Using a comprehensive and sequential screening approach, Warthen et al. were able to identify JAG1 mutations in 94% of individuals with clinically defined AGS (Fig. 1). Patients were initially screened using standard techniques, either by SSCP or CSGE. Of those who were screened using SSCP, JAG1 mutation was identified in 70% of individuals. Those in whom no mutation was identified underwent further investigation including CSGE, complementary DNA sequencing, genomic DNA sequencing and/or quantitative polymerase chain reaction (qPCR). Forty additional mutations were identified resulting in 94.7% of patients with AGS having a mutation identified. Of those initially screened using CSGE, mutations were identified in 67% of patients with AGS. Of those in whom no mutation was identified by this initial technique, further study by genomic DNA sequencing, complementary DNA sequencing, qPCR, and cytogenic analysis identified an additional 55 mutations for a total identification of the JAG1 mutation in 90% of patients.

Figure 1.

Reproduced from Warthen et al.
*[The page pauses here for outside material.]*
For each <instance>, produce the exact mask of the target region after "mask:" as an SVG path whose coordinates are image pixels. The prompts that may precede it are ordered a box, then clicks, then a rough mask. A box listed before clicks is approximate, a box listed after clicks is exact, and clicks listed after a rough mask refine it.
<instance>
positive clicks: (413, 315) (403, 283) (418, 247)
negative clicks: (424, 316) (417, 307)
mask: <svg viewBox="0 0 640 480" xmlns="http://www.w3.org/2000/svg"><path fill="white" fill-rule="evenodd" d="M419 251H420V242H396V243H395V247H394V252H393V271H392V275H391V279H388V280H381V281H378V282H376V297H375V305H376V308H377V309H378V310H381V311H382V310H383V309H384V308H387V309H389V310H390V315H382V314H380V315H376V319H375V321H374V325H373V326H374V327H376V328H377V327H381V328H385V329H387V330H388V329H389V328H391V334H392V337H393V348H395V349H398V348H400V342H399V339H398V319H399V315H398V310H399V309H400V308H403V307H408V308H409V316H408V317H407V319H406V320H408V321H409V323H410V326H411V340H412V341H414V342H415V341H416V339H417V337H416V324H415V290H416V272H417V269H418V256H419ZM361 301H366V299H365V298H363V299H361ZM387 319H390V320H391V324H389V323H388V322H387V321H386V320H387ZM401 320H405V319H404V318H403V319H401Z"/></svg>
Increasing the mutation rate for Jagged1 mutations in patients with Alagille Syndrome. Human Mutation 2006;27:436–443. Reprinted with permission of Wiley-Liss, Inc, a subsidiary of John Wiley & Sons, Inc..
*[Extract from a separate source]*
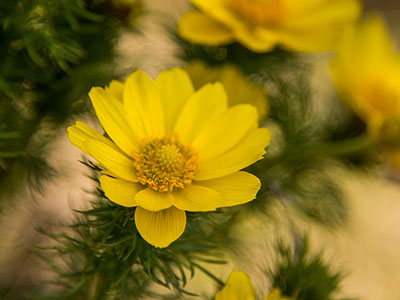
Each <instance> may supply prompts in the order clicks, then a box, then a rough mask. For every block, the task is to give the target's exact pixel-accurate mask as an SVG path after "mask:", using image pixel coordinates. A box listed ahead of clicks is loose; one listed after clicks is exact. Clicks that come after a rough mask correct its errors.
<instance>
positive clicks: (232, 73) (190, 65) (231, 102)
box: [185, 61, 268, 120]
This elegant study by Warthen et al. represents an important intersection between clinical medicine and molecular diagnosis. Prior to the identification of JAG1 mutation, the diagnosis of AGS was solely based on the classic clinical criteria of the patient. The large variability of presentations of AGS made the diagnosis difficult at times. With the identification of JAG1 mutations as the genetic basis of AGS, a breakthrough in understanding and diagnosing AGS was made. By now further improving mutation detection rates through their comprehensive systematic approach, Warthen et al. have further strengthened diagnostic abilities and the potential for prenatal genetic screening and genetic counseling. Ongoing improvements in molecular techniques continue to improve our understanding of the molecular basis of clinical hepatology. This study by Warthen et al. represents the continuation of that evolution.